What makes individuals different facing infections? An insight on microevolution of host-parasite interactions | New Voices in Infection Biology Conférence
Wednesday, October 14, 2020 4 pm Berlin
Why do individuals differ when facing infection? Taking an evolutionary biology perspective and using statistical and functional genetics tools, my research aims to understand the role for genetics, phenotypic plasticity, stochasticity, host sexual dimorphism, and the environment on the outcome of infections.
Parasitism is one of the most common organismal lifestyles, and antagonistic interactions between hosts and parasites are a key structuring force in natural populations of all organisms, including humans. Yet, it is often not clear why some individuals suffer strongly from an infection, while others do not. Part of the answer resides in the variability in the success of the parasite passing through a sequence of steps, starting with encountering the host, and ending with transmission.

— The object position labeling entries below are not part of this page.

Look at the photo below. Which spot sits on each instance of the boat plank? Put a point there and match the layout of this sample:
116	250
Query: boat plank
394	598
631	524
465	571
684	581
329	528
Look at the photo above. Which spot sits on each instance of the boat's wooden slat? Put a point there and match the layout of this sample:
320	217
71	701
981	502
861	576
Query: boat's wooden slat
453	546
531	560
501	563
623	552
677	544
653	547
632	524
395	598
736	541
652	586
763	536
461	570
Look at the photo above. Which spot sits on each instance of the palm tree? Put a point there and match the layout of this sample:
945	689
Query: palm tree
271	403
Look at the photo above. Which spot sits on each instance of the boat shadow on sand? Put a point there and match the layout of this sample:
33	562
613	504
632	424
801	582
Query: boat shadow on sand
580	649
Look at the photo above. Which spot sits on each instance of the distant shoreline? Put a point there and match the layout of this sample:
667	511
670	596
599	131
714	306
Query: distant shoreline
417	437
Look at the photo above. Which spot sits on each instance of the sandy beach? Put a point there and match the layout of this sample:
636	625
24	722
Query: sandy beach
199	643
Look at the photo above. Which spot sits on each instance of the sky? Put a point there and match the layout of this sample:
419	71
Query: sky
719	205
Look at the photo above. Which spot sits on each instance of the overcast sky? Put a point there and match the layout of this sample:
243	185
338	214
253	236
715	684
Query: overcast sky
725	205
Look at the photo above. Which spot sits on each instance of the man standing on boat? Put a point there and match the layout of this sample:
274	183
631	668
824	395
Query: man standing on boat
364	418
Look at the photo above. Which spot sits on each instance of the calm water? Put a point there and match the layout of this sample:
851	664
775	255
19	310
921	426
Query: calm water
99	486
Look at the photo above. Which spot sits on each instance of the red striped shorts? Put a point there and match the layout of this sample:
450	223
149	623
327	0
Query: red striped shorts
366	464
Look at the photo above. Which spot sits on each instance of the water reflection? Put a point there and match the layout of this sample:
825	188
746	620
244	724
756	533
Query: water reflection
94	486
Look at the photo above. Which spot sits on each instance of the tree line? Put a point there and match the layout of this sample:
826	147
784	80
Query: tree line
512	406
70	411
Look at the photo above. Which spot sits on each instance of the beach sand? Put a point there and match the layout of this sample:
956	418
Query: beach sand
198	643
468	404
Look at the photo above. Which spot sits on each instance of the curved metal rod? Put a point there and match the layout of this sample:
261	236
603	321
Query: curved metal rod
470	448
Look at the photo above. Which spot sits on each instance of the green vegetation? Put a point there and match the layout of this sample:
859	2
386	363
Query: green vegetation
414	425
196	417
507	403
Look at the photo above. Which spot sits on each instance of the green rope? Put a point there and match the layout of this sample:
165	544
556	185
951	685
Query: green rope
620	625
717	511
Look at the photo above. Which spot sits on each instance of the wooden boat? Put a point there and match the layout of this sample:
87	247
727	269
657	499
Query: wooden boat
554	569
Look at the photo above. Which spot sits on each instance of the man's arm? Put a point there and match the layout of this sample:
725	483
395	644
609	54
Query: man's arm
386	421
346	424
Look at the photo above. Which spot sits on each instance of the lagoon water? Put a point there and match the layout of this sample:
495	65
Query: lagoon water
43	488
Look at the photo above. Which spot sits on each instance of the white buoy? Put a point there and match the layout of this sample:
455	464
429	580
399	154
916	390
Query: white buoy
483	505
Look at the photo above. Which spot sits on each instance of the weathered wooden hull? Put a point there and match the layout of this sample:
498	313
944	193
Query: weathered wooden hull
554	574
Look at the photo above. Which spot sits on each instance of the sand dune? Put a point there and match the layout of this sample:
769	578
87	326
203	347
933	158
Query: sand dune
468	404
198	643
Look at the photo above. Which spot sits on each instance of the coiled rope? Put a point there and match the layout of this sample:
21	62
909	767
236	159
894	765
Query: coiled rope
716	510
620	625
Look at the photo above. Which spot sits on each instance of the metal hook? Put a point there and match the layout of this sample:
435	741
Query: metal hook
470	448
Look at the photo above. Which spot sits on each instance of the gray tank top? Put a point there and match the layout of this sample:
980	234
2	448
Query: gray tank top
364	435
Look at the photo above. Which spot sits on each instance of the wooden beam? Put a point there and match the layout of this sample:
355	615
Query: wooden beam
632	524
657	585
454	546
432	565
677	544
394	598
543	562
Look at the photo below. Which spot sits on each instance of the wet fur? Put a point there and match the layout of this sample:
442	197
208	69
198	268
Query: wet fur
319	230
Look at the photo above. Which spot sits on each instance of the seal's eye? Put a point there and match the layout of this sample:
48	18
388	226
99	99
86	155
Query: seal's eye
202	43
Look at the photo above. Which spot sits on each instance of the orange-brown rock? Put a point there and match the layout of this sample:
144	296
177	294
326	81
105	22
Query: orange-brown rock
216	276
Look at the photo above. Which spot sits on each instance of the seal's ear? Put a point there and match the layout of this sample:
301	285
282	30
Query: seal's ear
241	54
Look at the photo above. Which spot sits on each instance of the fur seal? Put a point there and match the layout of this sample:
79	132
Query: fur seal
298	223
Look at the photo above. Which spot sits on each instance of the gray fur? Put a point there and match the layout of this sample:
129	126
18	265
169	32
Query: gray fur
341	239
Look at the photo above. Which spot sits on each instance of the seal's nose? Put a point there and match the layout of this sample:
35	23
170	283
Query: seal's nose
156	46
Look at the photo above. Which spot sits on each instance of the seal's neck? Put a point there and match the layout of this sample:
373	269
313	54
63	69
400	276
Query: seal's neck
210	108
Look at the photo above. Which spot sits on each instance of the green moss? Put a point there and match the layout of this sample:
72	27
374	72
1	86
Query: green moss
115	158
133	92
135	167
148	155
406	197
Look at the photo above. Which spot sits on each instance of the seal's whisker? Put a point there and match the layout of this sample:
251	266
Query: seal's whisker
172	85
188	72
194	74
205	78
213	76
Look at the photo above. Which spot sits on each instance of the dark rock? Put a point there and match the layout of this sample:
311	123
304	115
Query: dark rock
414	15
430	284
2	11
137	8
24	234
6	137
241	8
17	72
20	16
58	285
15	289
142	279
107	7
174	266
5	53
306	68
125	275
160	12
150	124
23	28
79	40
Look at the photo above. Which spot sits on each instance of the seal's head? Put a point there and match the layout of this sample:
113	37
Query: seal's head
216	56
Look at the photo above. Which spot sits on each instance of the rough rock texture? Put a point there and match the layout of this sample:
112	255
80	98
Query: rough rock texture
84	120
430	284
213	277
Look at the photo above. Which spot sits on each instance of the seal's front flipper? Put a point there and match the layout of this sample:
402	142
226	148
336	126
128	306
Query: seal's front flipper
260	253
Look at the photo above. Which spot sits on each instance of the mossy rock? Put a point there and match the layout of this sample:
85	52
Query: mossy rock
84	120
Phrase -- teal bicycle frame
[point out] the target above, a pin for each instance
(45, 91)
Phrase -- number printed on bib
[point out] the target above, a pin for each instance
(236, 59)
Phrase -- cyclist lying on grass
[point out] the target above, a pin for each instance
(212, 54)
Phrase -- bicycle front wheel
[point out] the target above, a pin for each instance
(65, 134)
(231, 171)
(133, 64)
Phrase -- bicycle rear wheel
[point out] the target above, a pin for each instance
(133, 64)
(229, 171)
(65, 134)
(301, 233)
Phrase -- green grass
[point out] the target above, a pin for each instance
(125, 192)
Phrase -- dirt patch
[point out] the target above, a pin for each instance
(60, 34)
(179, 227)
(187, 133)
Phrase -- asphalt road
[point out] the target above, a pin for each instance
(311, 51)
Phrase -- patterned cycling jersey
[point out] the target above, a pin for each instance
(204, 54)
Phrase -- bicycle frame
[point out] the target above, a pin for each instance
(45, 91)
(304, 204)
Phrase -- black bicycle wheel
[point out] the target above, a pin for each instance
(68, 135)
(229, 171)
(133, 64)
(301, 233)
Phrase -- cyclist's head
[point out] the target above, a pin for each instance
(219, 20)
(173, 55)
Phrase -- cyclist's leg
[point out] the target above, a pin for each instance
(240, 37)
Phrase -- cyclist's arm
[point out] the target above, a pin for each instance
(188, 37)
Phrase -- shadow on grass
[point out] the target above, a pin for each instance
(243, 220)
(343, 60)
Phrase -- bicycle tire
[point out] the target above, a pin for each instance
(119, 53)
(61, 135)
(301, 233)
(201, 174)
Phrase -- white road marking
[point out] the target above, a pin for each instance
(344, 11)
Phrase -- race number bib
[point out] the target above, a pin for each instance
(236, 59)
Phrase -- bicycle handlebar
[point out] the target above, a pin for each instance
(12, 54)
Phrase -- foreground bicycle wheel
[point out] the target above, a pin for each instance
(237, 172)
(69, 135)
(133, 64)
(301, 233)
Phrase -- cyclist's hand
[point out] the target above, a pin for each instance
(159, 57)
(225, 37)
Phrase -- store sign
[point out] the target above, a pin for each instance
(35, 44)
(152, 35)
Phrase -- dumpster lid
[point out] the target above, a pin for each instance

We show that different consecutive steps of the infection process can impose specific selection pressures on pathogens and make different contributions to shaping host-parasite interactions, including coevolution.
Using several invertebrate host species, we focus on the step in which bacterial pathogens proliferate within the host. For example, we have characterized key infection parameters of resistance and disease tolerance even in organisms which need to be sacrificed to quantify their infection. This approach highlights the role of stochasticity and phenotypic plasticity on infection outcome. After describing the mechanisms underpinning sexual dimorphisms in immunity in Drosophila melanogaster, I will show how host sexual dimorphism is an important factor for parasite evolution. Through my work on various aspects of host-pathogen interactions, I hope to advance the idea that part of the answer to “why do individuals differ when facing infection?” arises from the parasite’s response to the host.